なんで俺、あんなこと言ってしまったんだろう。
俺が悪いのに。
昔から、そうだ。なぜか、人に指摘されたり、注意されると素直に聞けない。
つい、言い返したり、言い訳したりしてしまう。
どうして俺はこうなんだろう。
せっかくレギュラー枠にすべりこんだのに。
どうしたら変われるんだろう・・・
事のおこりは、こうだ。
どういうわけか、橘はダブルス2に西山と鈴木を指名した。
全員が意外な顔をした。
西山はダブルス1ではないのか。内山も自分が西山と組むものと思っていた。
当の西山は、少し意外そうな顔はしたものの、
「鈴木、やろうぜ」と、声をかけた。
鈴木も、その時は西山に笑顔で応えていた。
その後、シングルスメンバーとダブルスに別れて練習が始まった。
ダブルス1は内山、佐々木。
西山はもう、サーブを隠さない。
次々とサービスエースを決める。
「また速くなったんじゃないの、すげえな。お前。」
サービスリターンに関しては、長谷川にひけをとらない内山でも悲鳴をあげていた。
しかし、それを見ていた鈴木は心中おだやかではなかった。
自分には武器がない。俺のサービスゲームばかりが破られてしまうんじゃないか?
まずいぞ、これは。
そんな風に思い始めると、鈴木の良さである思い切ったフォアハンドも、
いまいち自信のないサーブも、力んでしまってミス連発だ。
「おい、鈴木、練習にならないぜ。入れてくれよなあ」
佐々木が言った。
「あんまり力むなよ。練習なんだしさ。」
内山も言う。
その通りなのだ。それにいつも言われてることで、なんということはないはずだった。
なのに、
「どうも、ガットの張りが悪いみたいだ。ラケット変えるわ」
などと言うものだから、
「道具のせいにすんじゃねえよ」と、佐々木。
これで、切れてしまった。
「うるせえな、ガットだよ!それに、少しフォームを変えてる途中なんだよ!」
内山も佐々木も、またかという表情になっている。
ラケットを取りに行く背中で、内山が言った。
「西山、お前、ついてないな」
その後の練習は散々だった。
自分がいやになっていた。
終了後、一人そそくさと学校を出た。
自分をののしりながら。
誰にも会いたくなかった。
ところが、駅に着くと、どういうわけか西山がいた。
「あれ、鈴木、お前電車だったっけ」
バス停で、みんなと一緒になるのがいやだったのに・・・
よりによって、西山か。
「あ、ああ。

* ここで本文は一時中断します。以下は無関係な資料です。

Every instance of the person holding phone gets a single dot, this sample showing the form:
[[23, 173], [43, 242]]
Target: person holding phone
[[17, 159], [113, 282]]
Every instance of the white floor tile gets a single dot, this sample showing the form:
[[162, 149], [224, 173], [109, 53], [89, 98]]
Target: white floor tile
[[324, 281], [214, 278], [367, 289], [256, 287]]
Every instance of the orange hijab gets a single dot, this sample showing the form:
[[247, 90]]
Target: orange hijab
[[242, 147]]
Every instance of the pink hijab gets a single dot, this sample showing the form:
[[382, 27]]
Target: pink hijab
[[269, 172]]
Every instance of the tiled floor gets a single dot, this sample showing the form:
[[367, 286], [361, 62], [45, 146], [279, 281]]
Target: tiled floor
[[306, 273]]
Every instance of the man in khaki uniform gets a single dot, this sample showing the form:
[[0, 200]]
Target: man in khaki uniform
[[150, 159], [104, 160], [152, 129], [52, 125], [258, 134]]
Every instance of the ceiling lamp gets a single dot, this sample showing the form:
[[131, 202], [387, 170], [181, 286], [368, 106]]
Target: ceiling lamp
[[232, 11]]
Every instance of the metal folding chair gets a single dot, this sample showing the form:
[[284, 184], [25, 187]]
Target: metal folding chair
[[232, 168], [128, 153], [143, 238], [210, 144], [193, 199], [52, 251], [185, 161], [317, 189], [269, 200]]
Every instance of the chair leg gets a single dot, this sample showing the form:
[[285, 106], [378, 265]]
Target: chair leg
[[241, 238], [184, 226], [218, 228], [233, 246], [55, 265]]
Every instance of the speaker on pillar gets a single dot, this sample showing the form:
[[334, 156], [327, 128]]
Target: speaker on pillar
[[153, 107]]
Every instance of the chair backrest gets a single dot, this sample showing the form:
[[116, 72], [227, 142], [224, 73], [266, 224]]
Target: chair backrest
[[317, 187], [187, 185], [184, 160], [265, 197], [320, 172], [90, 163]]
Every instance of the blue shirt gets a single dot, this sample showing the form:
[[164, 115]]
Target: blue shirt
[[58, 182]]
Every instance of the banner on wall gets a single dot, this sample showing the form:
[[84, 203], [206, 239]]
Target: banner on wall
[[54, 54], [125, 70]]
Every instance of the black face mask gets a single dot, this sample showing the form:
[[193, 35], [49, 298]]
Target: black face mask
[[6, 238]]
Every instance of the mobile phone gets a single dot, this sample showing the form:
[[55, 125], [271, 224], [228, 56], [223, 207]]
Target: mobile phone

今日は悪かったな」つい、言ってしまった。いや、言えてしまった。
「気にすんなよ。俺もけっこうミスったし。
それにしても、お前、力入れすぎだよ。
普通に打っても、十分な威力だろ?」
「そうかな。」
「そうかなって、それでお前レギュラーに入ったんだろう?
お前のフォアは、速いよ。ちょっと、あぶないけど」
西山。こいつはよくわからないやつだ。
でも、なんか気が抜ける、というか肩の力が抜けていく。
血の上った頭が、スッと冷めていく感じだった。
自然体。それが一番似合うやつだ。
妙になぐさめたり、はげましたりしない。
しかし、それがありがたい鈴木だった。